Barcelona, 20 Mai 2016 (AFP) - O debate político irrompeu nas arquibancadas do futebol espanhol, a dois dias da final da Copa do Rei entre Barcelona e Sevilha pela polêmica proibição de entrar com bandeiras independentistas catalãs, que logo foi descartada.

A polêmica estourou na quarta-feira, quando a delegação do governo de Madri decidiu proibir a entrada destas bandeiras no estádio Vicente Calderón, do Atlético de Madri, onde será disputada a final no domingo às 21H30 locais (16H30 de Brasília).

A medida foi justificada por uma lei de 2007 que proíbe a entrada de símbolos "que fomentem a violência" ou "constituam um ato de desprezo às pessoas participantes do espetáculo esportivo".

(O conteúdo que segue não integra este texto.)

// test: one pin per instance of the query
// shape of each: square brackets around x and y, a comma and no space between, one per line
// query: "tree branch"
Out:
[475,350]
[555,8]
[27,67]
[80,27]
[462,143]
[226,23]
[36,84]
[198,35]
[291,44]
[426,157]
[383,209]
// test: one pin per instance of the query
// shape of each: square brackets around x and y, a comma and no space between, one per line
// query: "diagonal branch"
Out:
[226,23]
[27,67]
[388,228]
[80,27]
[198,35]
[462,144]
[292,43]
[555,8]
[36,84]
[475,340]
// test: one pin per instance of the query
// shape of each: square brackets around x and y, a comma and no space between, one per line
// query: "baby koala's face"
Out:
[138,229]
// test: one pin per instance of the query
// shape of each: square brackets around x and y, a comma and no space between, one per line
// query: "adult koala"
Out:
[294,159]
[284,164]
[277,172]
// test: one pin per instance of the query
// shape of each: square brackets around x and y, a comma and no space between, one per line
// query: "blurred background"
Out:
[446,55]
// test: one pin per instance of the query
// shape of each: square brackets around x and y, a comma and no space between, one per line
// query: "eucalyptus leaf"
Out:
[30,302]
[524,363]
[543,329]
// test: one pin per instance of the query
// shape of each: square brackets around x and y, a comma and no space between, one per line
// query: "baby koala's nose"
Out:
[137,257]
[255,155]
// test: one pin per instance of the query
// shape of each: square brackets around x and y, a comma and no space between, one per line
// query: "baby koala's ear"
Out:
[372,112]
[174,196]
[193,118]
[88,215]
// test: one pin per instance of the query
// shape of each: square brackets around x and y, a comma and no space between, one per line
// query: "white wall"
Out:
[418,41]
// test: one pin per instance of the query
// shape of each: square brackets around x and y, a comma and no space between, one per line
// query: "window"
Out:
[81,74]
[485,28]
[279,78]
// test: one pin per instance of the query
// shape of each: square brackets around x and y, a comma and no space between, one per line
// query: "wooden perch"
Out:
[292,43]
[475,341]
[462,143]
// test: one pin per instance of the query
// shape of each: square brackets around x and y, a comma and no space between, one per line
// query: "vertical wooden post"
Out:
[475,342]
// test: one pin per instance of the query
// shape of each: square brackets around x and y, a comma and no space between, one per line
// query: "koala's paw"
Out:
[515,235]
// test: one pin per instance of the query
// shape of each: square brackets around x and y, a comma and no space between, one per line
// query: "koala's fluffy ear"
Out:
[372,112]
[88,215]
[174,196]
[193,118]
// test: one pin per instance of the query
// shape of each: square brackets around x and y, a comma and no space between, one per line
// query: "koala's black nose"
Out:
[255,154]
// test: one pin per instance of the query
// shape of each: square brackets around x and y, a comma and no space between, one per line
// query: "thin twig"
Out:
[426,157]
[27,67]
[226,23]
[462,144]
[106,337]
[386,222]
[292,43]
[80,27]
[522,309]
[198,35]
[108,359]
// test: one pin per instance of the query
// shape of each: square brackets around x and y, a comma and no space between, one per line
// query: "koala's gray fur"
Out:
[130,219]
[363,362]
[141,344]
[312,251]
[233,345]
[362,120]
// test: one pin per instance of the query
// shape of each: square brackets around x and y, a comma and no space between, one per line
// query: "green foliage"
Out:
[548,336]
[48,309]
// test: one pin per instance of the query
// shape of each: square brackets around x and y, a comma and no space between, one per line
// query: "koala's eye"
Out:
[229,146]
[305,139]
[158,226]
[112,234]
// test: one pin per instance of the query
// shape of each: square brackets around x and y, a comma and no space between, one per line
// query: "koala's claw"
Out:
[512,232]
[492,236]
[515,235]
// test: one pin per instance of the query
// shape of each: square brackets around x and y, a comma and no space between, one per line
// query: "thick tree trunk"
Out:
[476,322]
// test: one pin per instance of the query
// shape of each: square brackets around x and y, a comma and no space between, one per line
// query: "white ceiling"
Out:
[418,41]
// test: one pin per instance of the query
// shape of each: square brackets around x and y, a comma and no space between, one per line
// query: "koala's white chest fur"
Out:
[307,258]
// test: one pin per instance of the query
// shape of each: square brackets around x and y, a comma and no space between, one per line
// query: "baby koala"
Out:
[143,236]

Mas nesta sexta-feira, um tribunal de Madri, considerando um recurso apresentado por uma associação independentista, decidiu tirar a proibição, alegando que não está provado que esta bandeira "possa incitar a violência, o racismo, a xenofobia ou qualquer outra forma de discriminação".

A decisão, entretanto, não é definitiva, pois o Barça, que comemorou nesta sexta a decisão judicial, apresentou seu próprio recurso. Este deve ser julgado por outro tribunal madrilenho e o veredito poderia ser contraditório à primeira sentença.

- Barça, um clube político -Nos últimos anos de auge independentista na Catalunha, estas bandeiras, formadas por um triângulo azul com uma estrela branca sobre franjas amarelas e vermelhas, se converteram em um mosaico habitual no estádio Camp Nou.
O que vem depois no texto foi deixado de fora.